Sadie Nine: Sex, Drugs and Sausage Rolls
Show type: Edinburgh Fringe 2004
Sadie Nine and Madam unleashed for an Edinburgh premiere. Sex, Drugs and Sausage Rolls charts her rollercoaster ride from No 1 album in Russia - The Russian Madonna- to West End Lautrec to top BBC presenter
Comedians
Reviews
Original Review:
This show is in the comedy section of the Fringe programme, but is not remotely a comic performance. I can see the problem. It doesn't fit into any neat category.
The production values are high for the Fringe. An elaborately-cluttered showbiz set, lots of audio inserts and Sadie occasionally belting out big, brassy disco and West End musical songs.
The show is really in the erratic tradition of theatrical memoirs. Sadie started as a magician's assistant touring down-at-heel provincial theatres and got her break when she went to Moscow to appear as a disco diva on Soviet TV's Top Of The Pops, little realising the country only had a single TV channel, she would be seen by 100 million people in one night and would become The Russian Madonna - an unfathomably famous Soviet singing star earning millions.
The bad news was that they were millions of roubles, which could not be taken out of the country, so she eventually started getting paid in Russian icons and suchlike, culminating in the offer of an $11 million MiG-47 fighter jet.
Returning to Britain and obscurity, she then got a phone call from Shane Richie (she plays his answerphone message!) to appear in a stage version of Boogie Nights, got another musical offer which turned into a poisoned chalice and ended up in Communist China where she almost recreated her Soviet fame.
And that doesn't even mention her radio career... nor the cute chihuahua who is briefly brought on to stare with understandable disbelief at the audience.
Sadie's is an extraordinary story professionally, though blandly, told.

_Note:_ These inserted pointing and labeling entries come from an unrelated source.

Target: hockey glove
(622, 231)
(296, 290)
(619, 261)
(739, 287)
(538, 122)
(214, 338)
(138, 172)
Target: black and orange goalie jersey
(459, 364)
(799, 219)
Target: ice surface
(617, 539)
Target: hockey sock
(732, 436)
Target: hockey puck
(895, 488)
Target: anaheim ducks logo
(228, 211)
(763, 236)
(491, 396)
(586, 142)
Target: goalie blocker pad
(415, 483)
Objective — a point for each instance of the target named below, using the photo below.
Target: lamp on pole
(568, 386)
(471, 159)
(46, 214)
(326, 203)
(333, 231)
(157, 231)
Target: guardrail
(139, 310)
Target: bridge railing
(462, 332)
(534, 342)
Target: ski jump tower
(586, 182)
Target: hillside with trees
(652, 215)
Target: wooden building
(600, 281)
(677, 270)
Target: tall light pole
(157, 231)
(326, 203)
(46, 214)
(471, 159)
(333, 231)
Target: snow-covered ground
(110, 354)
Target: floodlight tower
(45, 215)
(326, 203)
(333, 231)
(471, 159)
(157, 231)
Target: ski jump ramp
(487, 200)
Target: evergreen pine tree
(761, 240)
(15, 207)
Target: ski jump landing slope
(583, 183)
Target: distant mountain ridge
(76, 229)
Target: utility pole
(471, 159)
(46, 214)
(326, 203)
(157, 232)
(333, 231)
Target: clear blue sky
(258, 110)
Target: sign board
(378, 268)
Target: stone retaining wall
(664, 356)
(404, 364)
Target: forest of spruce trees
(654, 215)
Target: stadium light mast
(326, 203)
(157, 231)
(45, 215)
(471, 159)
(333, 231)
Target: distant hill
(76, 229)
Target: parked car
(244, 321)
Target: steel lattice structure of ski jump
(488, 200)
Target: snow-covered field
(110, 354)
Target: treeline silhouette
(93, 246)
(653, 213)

It becomes simply a list of what happened; it needs tiny killer details to illuminate what happens - character description and bizarreness.
But I hope it does what Sadie seems to want it to be - a calling card for any promoters, agents and producers in the audience. It's a 60-minute audition performance and I only hope that this admirable woman will be catapulted to megastardom yet again, this time perhaps in North Korea, Turkmenistan or maybe even the West End.
The show should not be in the comedy section, but it should be seen by all readers of Fortean Times and lovers of the truly strange.


continue
Older Comments
Ti - 26/07/2008
I was speechless and the doctors say I may never talk again....
Sadie Nine - 30/08/2004
Thanks for your comments. You're spot on, I didn't know which category to go into! But luckily most audiences laughed at it. I've been asked to do the show in New York and Athens so very pleased with my first ever Festival. And you never know what I'll be retelling next year. Thanks as well to your emailers who saw the show - much appreciated
Joanne - 09/08/2004
What an unexpected pleasure! This is what Edinburgh is all about, you go along thinking 'I give it a go' and you are in the company of someone truly talented. Breath of fresh air! I laughed and laughed. This woman has been in the business for years and is not scared to tell you - warts and all.
Yvonne - 08/08/2004
Fantastic show. Such a great voice. Must be pick of the fringe - so far.